When you've understood what this discussion is about, please do contribute.
But all of those who'd like to discuss *homoeopathy* rather than
the aggressively intolerant presumptions of the wilfully ignorant would
appreciate desistance from the continual assault on it by the attempt to
pass 18th century allopathy off as 21st century homoeopathy. By all means,
discuss any kind of allopathy that takes your fancy, if you can do so
without recourse to the fraud of calling it homoeopathy; standing out as
unusually perceptive, you'll receive a great deal of kind tolerance. But
if you choose to pursue a zealous crusade for acceptance of unknown
medicinal agents as useable in some "kind" of homoeopathy, then understand
that the response you obtain arises not from intolerance of your faith but
from the injury you do to the sensibilities and the intent of those here
who respect and cherish that bright, pure thread that runs through all
homoeopathic practice.
Kind regards,
John
On 22 December 2011 23:09, Wendy Howard <wendy@smeddum.net> wrote:
> John & Irene, I'll repeat ...
>
> > So where do we draw the line between 'homeopathy' and 'not-homeopathy'?
> >
> > The answer is we can't, because the boundary is not a line. It's a wide
> region of fuzziness. No matter how close you pull the boundaries in towards
> Hahnemannian homeopathy, they remain, and will always remain, fuzzy.
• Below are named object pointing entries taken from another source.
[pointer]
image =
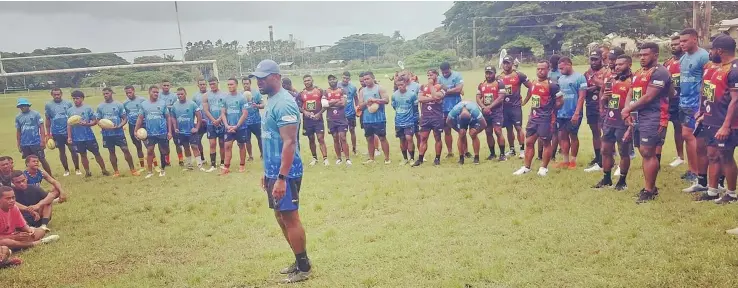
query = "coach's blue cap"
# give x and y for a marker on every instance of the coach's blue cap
(265, 68)
(22, 101)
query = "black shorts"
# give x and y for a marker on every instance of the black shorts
(241, 136)
(85, 146)
(543, 129)
(402, 132)
(512, 116)
(111, 141)
(37, 150)
(649, 136)
(215, 131)
(291, 199)
(375, 129)
(182, 139)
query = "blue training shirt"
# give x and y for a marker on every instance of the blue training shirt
(58, 114)
(281, 110)
(570, 86)
(451, 99)
(691, 69)
(29, 124)
(112, 111)
(80, 132)
(405, 105)
(155, 117)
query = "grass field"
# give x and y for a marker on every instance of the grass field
(381, 226)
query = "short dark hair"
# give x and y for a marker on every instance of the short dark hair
(565, 60)
(690, 31)
(651, 46)
(78, 94)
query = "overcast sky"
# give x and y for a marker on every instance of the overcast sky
(116, 26)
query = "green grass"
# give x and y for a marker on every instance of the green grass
(381, 226)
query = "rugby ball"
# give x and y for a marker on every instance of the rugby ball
(74, 119)
(51, 144)
(105, 124)
(373, 108)
(141, 134)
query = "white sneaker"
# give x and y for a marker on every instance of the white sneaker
(50, 239)
(696, 187)
(677, 161)
(594, 168)
(521, 171)
(542, 171)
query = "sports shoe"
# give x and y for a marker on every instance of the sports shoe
(645, 196)
(603, 184)
(542, 171)
(726, 199)
(521, 171)
(49, 239)
(289, 269)
(677, 161)
(696, 187)
(594, 168)
(297, 276)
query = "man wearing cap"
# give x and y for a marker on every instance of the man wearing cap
(672, 65)
(80, 135)
(649, 98)
(282, 164)
(691, 69)
(546, 98)
(595, 81)
(511, 109)
(490, 95)
(337, 122)
(467, 116)
(56, 127)
(29, 127)
(351, 100)
(114, 136)
(454, 86)
(719, 120)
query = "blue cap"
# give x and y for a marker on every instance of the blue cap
(265, 68)
(22, 101)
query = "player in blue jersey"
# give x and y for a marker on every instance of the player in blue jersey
(30, 134)
(186, 121)
(282, 164)
(253, 121)
(405, 103)
(56, 128)
(155, 117)
(114, 136)
(466, 116)
(234, 110)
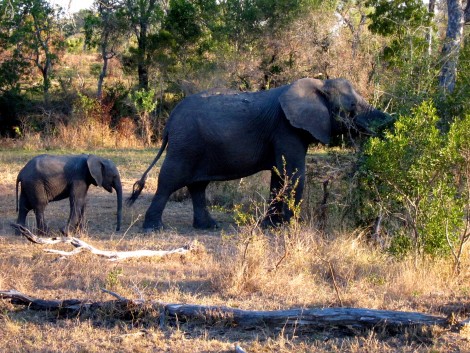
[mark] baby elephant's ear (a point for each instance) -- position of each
(305, 106)
(96, 167)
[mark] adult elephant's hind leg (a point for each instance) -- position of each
(202, 218)
(153, 216)
(23, 210)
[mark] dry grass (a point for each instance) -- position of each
(291, 267)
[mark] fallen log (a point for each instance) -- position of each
(300, 319)
(81, 245)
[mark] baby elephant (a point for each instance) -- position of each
(47, 178)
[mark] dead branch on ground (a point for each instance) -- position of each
(80, 246)
(349, 319)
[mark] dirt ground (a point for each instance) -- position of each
(206, 277)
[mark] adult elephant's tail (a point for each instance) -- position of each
(17, 182)
(140, 184)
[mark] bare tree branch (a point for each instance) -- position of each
(80, 246)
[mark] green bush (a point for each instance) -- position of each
(416, 177)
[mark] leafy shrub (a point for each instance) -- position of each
(416, 177)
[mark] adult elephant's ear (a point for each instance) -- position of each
(96, 167)
(304, 104)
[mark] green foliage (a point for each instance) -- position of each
(412, 173)
(144, 100)
(397, 17)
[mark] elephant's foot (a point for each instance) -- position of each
(150, 227)
(205, 223)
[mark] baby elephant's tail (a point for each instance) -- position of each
(140, 184)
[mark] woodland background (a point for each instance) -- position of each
(385, 221)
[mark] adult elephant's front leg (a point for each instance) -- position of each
(274, 215)
(286, 183)
(75, 217)
(202, 218)
(153, 216)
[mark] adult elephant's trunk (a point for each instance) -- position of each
(118, 187)
(370, 119)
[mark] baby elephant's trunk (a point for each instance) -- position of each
(118, 187)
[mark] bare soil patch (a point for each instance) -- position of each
(276, 270)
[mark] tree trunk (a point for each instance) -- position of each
(452, 44)
(432, 11)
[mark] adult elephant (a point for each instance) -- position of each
(47, 178)
(223, 135)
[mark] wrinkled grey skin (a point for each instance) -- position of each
(223, 135)
(47, 178)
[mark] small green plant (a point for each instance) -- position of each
(418, 177)
(112, 279)
(145, 103)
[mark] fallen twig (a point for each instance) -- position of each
(80, 246)
(305, 319)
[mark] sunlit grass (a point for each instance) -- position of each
(301, 266)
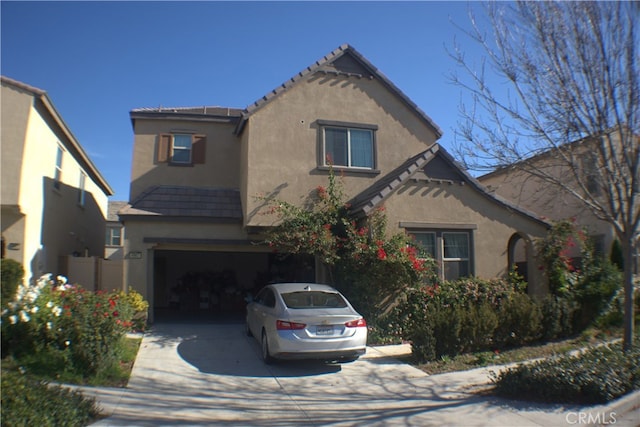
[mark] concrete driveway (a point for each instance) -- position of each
(211, 374)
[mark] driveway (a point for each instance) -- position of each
(211, 374)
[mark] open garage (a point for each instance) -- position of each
(215, 285)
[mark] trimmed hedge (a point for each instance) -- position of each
(28, 402)
(596, 376)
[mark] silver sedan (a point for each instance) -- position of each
(305, 321)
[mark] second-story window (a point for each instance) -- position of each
(58, 172)
(181, 148)
(81, 189)
(114, 236)
(348, 145)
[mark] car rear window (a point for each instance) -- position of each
(313, 299)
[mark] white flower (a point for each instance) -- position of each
(31, 296)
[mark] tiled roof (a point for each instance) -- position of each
(370, 198)
(221, 204)
(204, 110)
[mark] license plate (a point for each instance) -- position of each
(324, 330)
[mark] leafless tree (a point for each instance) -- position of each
(573, 76)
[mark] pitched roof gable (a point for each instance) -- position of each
(71, 142)
(345, 60)
(434, 164)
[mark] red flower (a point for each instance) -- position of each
(322, 192)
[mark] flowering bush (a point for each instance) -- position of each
(470, 314)
(554, 250)
(370, 267)
(66, 323)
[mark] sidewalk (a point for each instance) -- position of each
(212, 375)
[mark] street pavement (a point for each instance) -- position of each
(212, 375)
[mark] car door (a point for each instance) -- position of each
(256, 311)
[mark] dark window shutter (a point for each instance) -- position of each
(199, 148)
(164, 144)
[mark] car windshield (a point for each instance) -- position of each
(313, 299)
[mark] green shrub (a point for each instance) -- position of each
(557, 317)
(478, 328)
(12, 276)
(139, 306)
(594, 291)
(597, 376)
(519, 321)
(66, 325)
(27, 402)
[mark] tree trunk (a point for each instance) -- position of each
(627, 247)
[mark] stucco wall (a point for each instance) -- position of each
(220, 168)
(534, 195)
(283, 144)
(54, 223)
(461, 205)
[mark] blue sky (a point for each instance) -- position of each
(100, 60)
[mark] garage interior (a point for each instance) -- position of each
(209, 285)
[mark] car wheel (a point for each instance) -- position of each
(266, 357)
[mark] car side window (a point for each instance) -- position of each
(269, 299)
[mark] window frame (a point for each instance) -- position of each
(166, 147)
(110, 235)
(57, 176)
(348, 127)
(180, 149)
(440, 259)
(82, 192)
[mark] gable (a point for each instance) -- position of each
(434, 164)
(347, 64)
(345, 60)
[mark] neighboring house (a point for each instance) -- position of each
(54, 199)
(525, 189)
(201, 177)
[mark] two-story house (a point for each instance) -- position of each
(201, 176)
(54, 199)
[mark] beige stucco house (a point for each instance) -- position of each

> Paradoxical maybe, because to each of us individually the boundaries no
> doubt appear pretty clear, but they're fuzzy because very few of those
> individual clear boundaries exactly coincide.
>
--
"And if care became the ethical basis of citizenship? Our parliaments,
guided by such ideas, would be very different places."
—Paul Ginsborg, *Democracy: Crisis and Renewal*, London: Profile, 2008.